Le parole mi colpirono come una secchiata d'acqua fredda in faccia. Ma anche se si sbagliava, sapevo che non c'era nulla che potessi fare, proprio nulla, e rimasi senza respiro, impotente. Mi sentivo come se mi avessero disossato.
Cassie avvertì che la tensione in me si stava allentando. Mi spinse di lato e fece un passo indietro repentino, con le mani ancora tese e pronte. Ci fissammo come nemici, da una parte all'altra della stanza, entrambi col fiatone.
C'era qualcosa di scuro che le si stava allargando sul labbro inferiore e dopo un istante mi resi conto che era sangue. Per un orribile momento, come se fossi stato in caduta libera, pensai di averla colpita. Scoprii dopo che non ero stato io: quando mi ero staccato, per il contraccolpo si era data una manata sulla bocca e si era tagliata il labbro contro gli incisivi. Non che la cosa facesse molta differenza, ma quella visione mi fece tornare in me. «Cassie…» cominciai.
Lei mi ignorò. «Signor Devlin» disse freddamente, come se non fosse successo nulla.

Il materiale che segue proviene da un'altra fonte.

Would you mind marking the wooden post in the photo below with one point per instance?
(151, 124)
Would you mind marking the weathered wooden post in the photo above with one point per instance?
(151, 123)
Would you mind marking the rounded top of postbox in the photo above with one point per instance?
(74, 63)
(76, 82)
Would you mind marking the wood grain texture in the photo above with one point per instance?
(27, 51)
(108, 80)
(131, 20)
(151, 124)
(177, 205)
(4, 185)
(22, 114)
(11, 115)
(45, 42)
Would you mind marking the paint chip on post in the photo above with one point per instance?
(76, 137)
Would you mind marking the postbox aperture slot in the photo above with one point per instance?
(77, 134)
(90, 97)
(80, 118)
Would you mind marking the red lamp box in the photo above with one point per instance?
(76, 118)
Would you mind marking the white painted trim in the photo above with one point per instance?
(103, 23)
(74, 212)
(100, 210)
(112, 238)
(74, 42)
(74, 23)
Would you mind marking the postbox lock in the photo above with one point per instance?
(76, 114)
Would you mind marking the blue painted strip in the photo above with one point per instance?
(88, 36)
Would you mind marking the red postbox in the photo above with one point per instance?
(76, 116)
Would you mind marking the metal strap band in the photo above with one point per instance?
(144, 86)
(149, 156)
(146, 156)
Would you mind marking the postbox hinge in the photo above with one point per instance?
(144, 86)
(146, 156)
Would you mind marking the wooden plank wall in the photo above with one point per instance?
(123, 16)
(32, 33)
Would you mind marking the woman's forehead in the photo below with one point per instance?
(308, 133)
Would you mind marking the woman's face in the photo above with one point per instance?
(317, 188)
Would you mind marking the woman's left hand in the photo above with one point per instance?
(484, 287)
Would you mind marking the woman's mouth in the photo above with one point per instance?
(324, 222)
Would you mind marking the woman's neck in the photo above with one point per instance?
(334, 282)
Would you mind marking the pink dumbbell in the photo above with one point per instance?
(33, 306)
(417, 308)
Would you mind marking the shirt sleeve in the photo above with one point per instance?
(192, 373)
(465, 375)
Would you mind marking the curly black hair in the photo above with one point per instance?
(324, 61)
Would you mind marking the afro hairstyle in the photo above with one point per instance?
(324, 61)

C'era solo un accenno di tremore nella sua voce. Jonathan – mi ero completamente dimenticato di lui – avanzò lentamente dall'angolo senza togliermi gli occhi di dosso. «Per il momento la lasciamo andare senza formalizzare alcuna accusa. Ma le consiglierei di restare dove possiamo trovarla e di non tentare di contattare la vittima dello stupro. Chiaro?»
«Certo» rispose Devlin, dopo un istante. «Bene.» Rimise in piedi la sedia con uno strattone, prese l'impermeabile che si era attorcigliato allo schienale e se lo rimise con scatti rapidi e arrabbiati. Sulla porta, si voltò e mi rivolse uno sguardo duro. Pensai per un momento che mi avrebbe detto qualcosa, che avrebbe minacciato di denunciarmi. O che, dopotutto, mi gettasse un qualche inquietante brandello di informazione… Ma cambiò idea e se ne andò, scuotendo la testa disgustato. Cassie lo seguì fuori e si richiuse la porta alle spalle, sbattendola con un tonfo.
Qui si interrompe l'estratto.